Hack Attack Du Jour: OBD-II dongle used by Metromile & Uber

TCUpaperResearchers, Ian Foster, Andrew Prudhomme, Karl Koscher, and Stefan Savage at the Department of Computer Science and Engineering, University of California, San Diego have found a way to hack into aftermarket OBD-II dongles.

A YouTube video shows that they were able to compromise a Corvette with a telematics control unit (TCU) connected to the OBD-II port, sending brake commands while the car was moving, causing it to stop. They also were able to turn on the windshield wipers. Their paper, presented at WOOT 2015 (Usenix Workshop on Offensive Technolgies), shows how network enabled telematic control units (TCUs) can be used to remotely control automobiles from any distance over SMS or the Internet.

The researchers in their paper state these devices can be discovered, targeted, and compromised by a remote attacker. They show how a compromise allows arbitrary remote control of the vehicle. The authors note that this security problem is particularly challenging because aftermarket equipment cannot be well addressed by automobile manufacturers themselves.

The TCU devices have a microprocessor and a CAN transceiver, as well as GPS, accelerometers and external networking connectivity. Some work with short-distance Bluetooth interface (Automatic Lab’s dongle)  and more often there is a full cellular connection for remote data connectivity via the Internet.

The researchers bought a TCU from eBay manufactured by Mobile Devices Ingenierie and known to be used for insurance purposes (Metromile’s per-mile consumer policies and for Uber insurance). Metromile and Uber have both fixed the vulnerabilities via a software update.

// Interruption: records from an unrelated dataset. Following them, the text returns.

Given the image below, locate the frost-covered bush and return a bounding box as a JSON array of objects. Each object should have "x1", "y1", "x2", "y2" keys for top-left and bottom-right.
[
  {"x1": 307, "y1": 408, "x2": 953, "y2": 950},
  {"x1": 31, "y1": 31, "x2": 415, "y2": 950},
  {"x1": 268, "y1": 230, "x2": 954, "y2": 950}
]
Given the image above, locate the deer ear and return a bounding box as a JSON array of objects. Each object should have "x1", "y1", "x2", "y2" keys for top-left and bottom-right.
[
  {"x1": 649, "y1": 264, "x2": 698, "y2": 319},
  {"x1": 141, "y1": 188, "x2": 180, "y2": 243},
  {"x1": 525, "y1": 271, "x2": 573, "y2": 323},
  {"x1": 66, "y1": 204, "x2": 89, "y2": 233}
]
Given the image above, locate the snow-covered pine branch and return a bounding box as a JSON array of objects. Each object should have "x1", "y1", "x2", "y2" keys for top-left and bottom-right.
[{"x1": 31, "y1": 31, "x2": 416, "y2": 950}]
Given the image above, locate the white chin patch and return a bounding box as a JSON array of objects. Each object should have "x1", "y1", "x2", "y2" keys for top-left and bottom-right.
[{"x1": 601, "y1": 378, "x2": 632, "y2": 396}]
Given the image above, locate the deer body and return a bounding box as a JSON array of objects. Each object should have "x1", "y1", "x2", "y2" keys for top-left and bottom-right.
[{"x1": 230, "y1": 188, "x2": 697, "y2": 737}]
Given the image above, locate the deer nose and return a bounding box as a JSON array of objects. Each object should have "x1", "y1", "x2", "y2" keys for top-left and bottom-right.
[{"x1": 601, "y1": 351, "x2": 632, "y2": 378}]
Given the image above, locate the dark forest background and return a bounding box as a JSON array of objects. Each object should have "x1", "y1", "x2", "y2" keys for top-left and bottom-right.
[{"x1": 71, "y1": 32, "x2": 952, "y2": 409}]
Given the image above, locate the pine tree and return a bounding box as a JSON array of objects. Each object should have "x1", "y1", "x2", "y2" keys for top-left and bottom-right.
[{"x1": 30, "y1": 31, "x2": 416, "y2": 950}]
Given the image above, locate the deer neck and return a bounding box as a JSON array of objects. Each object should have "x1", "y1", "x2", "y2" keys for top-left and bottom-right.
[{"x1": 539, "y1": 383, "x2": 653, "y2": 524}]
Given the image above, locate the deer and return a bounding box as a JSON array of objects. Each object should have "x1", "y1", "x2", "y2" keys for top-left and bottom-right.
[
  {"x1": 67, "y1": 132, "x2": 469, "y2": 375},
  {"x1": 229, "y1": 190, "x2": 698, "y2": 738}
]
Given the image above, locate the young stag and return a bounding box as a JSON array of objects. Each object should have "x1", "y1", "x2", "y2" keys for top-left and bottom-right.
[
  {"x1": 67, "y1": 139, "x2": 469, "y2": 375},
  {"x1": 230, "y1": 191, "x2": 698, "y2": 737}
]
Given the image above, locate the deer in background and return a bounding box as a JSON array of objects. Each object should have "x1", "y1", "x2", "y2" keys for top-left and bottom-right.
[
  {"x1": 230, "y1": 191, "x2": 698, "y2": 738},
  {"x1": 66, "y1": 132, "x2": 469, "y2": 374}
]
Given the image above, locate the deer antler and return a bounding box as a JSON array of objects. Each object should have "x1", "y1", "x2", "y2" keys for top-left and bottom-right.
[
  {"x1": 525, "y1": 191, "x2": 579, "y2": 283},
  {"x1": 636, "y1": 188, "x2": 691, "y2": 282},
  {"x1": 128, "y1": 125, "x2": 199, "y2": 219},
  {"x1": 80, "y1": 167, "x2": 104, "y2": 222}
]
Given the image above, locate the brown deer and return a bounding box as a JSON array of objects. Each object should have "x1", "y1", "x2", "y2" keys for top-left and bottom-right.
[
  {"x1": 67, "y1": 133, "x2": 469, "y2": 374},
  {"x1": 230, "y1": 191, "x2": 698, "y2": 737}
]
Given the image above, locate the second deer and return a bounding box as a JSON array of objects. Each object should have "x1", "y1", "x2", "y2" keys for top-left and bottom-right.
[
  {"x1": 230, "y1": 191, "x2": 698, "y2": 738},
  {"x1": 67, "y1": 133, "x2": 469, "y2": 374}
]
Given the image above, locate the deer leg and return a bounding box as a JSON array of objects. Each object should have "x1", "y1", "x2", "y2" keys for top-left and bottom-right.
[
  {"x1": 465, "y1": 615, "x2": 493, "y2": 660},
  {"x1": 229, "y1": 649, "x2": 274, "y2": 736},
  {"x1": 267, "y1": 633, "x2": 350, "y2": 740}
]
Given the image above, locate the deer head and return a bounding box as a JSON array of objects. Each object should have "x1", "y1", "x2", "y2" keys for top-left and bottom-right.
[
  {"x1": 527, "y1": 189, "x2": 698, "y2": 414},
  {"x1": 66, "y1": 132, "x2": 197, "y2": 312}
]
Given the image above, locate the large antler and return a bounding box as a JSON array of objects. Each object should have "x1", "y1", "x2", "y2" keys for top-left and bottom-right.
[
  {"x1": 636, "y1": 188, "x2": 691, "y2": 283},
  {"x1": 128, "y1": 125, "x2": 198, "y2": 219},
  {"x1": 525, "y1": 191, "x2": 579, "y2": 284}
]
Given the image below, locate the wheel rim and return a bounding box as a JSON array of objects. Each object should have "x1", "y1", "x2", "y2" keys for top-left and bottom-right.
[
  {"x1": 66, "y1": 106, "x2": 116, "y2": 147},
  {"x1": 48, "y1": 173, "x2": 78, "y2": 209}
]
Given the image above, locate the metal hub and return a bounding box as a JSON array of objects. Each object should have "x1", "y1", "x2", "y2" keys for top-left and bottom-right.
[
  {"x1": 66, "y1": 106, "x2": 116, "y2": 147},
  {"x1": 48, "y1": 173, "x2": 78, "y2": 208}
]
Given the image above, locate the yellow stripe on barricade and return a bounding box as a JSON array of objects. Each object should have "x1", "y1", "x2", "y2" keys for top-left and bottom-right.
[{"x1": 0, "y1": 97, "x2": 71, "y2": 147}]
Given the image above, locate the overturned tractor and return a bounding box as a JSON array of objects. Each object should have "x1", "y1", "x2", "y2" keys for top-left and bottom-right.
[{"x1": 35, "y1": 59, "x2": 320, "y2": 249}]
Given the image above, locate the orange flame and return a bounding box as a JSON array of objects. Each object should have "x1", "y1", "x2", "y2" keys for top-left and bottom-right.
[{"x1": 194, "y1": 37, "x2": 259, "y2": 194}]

The researches demonstrated a remote compromise via SMS. Once compromised, they have shown that the TCU can send arbitrary CAN packets, sufficient to remotely control safety critical automobile features such as the brakes.
Read full paper.

Other hacks in the news recently, include remote hacks of a Jeep Cherokee, OnStar Chevy Volt and Lotus Elise (using a device to intercept the wireless key fob).